Gottschalk did both his undergraduate studies and graduate studies at the University of Virginia, finishing with a Ph.D. in 1944 under the supervision of Gustav A. Hedlund. After graduating, he joined the faculty of the University of Pennsylvania, and was chair of the Pennsylvania mathematics department from 1954 to 1958. In the academic year 1947/1948 he was a visiting scholar at the Institute for Advanced Study. At Pennsylvania, his doctoral students included Philip Rabinowitz, who became known for his work in numerical analysis, and Robert Ellis, who became known for his work on topological dynamics. Gottschalk moved to Wesleyan University in 1963; at Wesleyan, he also served two terms as chair before retiring in 1982. He died on February 15, 2004, in Providence, Rhode Island, where he had lived since his retirement.

==Contributions==
Gottschalk and his advisor Gustav Hedlund wrote the 1955 monograph Topological Dynamics. Other research contributions of Gottschalk include the first study of surjunctive groups and a short proof of the De Bruijn–Erdős theorem on coloring infinite graphs.

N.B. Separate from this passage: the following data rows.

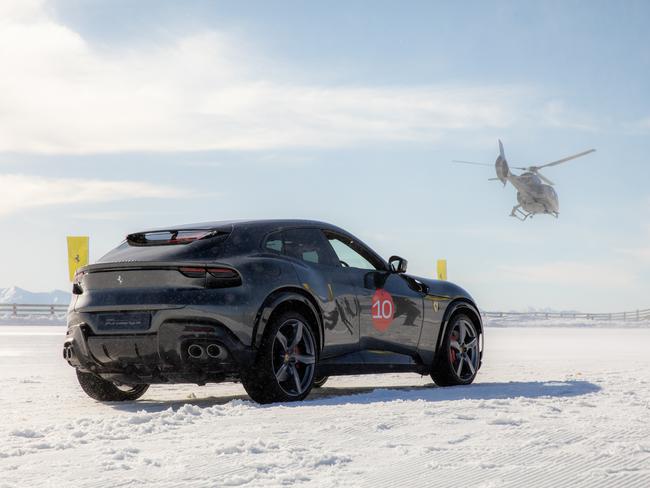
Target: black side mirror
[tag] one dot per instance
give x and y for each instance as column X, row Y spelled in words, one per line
column 397, row 264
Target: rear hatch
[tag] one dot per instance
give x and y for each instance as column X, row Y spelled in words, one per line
column 154, row 270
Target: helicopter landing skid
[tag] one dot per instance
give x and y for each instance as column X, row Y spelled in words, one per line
column 519, row 214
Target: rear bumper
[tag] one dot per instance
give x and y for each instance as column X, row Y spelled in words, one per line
column 161, row 356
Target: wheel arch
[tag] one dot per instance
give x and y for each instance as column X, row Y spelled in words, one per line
column 288, row 298
column 460, row 305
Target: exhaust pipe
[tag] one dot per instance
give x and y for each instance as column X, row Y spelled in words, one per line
column 214, row 351
column 195, row 351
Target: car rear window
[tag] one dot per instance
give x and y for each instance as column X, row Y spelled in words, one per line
column 169, row 237
column 308, row 245
column 170, row 245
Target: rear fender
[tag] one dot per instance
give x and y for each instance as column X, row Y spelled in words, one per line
column 284, row 298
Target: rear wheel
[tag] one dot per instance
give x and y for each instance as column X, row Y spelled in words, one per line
column 458, row 360
column 285, row 366
column 107, row 391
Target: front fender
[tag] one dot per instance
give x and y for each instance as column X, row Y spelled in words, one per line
column 462, row 305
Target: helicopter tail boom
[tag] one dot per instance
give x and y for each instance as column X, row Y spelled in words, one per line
column 501, row 165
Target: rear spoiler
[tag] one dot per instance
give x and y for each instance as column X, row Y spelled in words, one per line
column 172, row 237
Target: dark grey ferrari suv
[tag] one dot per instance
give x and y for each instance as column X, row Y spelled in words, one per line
column 279, row 305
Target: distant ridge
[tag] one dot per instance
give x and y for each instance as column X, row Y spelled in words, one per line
column 20, row 296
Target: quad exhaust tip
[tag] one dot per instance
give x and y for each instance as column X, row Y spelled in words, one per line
column 214, row 351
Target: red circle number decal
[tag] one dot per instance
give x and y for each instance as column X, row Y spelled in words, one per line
column 383, row 310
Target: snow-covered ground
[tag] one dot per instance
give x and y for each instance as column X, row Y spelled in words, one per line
column 551, row 407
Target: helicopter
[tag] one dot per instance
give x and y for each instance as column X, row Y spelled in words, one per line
column 535, row 193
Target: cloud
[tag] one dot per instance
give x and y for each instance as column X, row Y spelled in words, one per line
column 569, row 274
column 556, row 114
column 61, row 94
column 22, row 191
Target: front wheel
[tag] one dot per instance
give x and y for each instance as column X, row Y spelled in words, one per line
column 459, row 357
column 285, row 365
column 107, row 391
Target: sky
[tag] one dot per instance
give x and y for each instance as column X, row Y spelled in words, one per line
column 118, row 116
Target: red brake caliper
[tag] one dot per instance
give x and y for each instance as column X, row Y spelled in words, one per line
column 296, row 350
column 452, row 351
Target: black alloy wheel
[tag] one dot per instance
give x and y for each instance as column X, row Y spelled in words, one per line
column 286, row 363
column 459, row 357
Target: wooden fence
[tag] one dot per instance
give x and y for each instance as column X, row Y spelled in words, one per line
column 21, row 310
column 633, row 316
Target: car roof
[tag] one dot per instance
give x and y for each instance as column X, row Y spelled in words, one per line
column 259, row 224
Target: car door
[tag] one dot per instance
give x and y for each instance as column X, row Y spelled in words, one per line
column 320, row 274
column 391, row 309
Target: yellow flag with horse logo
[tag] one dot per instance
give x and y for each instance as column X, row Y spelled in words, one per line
column 442, row 269
column 77, row 253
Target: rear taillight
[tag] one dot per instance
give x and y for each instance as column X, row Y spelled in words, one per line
column 192, row 272
column 214, row 277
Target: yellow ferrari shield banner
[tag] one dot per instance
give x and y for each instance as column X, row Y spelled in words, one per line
column 442, row 269
column 77, row 253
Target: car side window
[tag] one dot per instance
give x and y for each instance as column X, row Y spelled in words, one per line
column 274, row 242
column 307, row 245
column 347, row 255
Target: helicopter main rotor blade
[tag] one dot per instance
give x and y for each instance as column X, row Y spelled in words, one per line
column 564, row 160
column 544, row 179
column 472, row 162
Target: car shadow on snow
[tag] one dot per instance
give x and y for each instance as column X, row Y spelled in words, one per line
column 369, row 394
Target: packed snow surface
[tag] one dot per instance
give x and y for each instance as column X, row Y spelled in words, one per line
column 550, row 407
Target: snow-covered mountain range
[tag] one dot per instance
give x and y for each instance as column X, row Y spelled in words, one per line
column 18, row 295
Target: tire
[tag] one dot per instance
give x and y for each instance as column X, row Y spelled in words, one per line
column 107, row 391
column 459, row 357
column 286, row 362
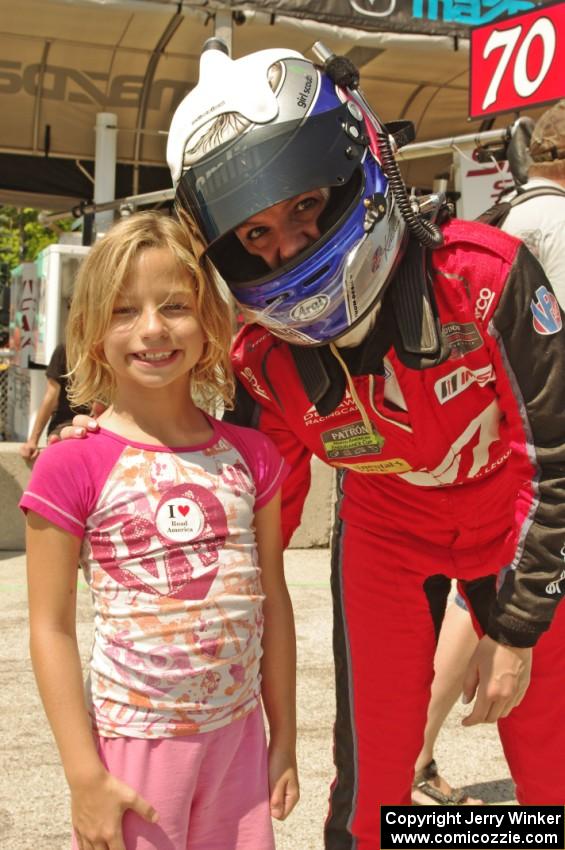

As well as being a research mathematician, Gottschalk also put on two exhibits of mathematical sculptures in the 1960s.

==Awards and honors==
Gottschalk was a fellow of the American Association for the Advancement of Science.

==Selected publications==
- Gottschalk, W. H. (1951). "Choice functions and Tychonoff's theorem".
- Gottschalk, Walter Helbig (1955). "Topological dynamics".
- Gottschalk, Walter (1973). "Recent Advances in Topological Dynamics (Proc. Conf. Topological Dynamics, Yale Univ., New Haven, Conn., 1972; in honor of Gustav Arnold Hedlund)".